You’ll note the US doesn’t figure into the team of global collaborators. Our FDA drug testing procedures are more conservative and approval procedures more bureaucratic. I read under normal conditions, this kind of vaccine development and human testing could have taken a decade. US FDA take note. http://www.nature.com/news/how-ebola-vaccine-success-could-reshape-clinical-trial-policy-1.18121
Still, the statisticians will have the last say. http://www.wired.com/2015/08/100-percent-effective-means-ebola-vaccine/
So-so News – Having a vaccine quickly available in large quantities and easy to use in remote, difficult to reach rural villages remains a challenge. It’s hard today to administer well established vaccinations and health care in general in the affected Ebola countries. Rolling out a new vaccine to remote places with no refrigeration will not be easy.

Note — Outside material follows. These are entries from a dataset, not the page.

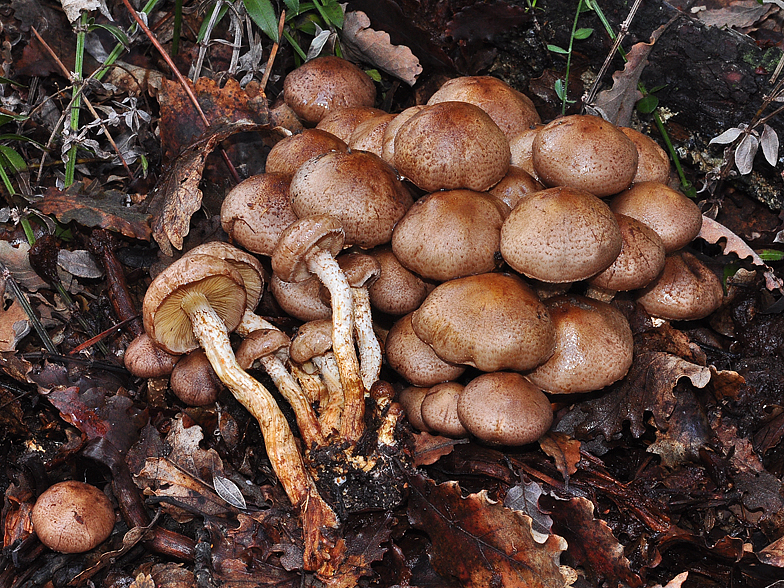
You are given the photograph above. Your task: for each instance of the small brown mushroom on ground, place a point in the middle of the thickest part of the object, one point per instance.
(504, 408)
(585, 152)
(686, 290)
(325, 84)
(593, 346)
(72, 517)
(194, 381)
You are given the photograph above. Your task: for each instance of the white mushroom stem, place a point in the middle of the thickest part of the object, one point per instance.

Convincing suspicious and illiterate people traumatized by the Ebola epidemic will also take a strong outreach and education approach.
It’s not known how long protection from a new Ebola vaccine would last. Small pox is a one time vaccination. Yellow fever lasts for ten years. Typhoid is only good for 3-5 years depending on oral or injection administration, and it’s only about 60% effective.
Hopefully, the global aid community will address vaccine cost as they have the vaccine study design and testing. Everyone has learned the whole world is at risk of Ebola until it’s permanently stamped out everywhere. Like small pox.
It was one year ago now that the Ebola epidemic in Sierra Leone was a run-away train. We watched paralyzed in fear, not knowing what action to take. What a difference a year makes. Especially when the best minds around the world join up together.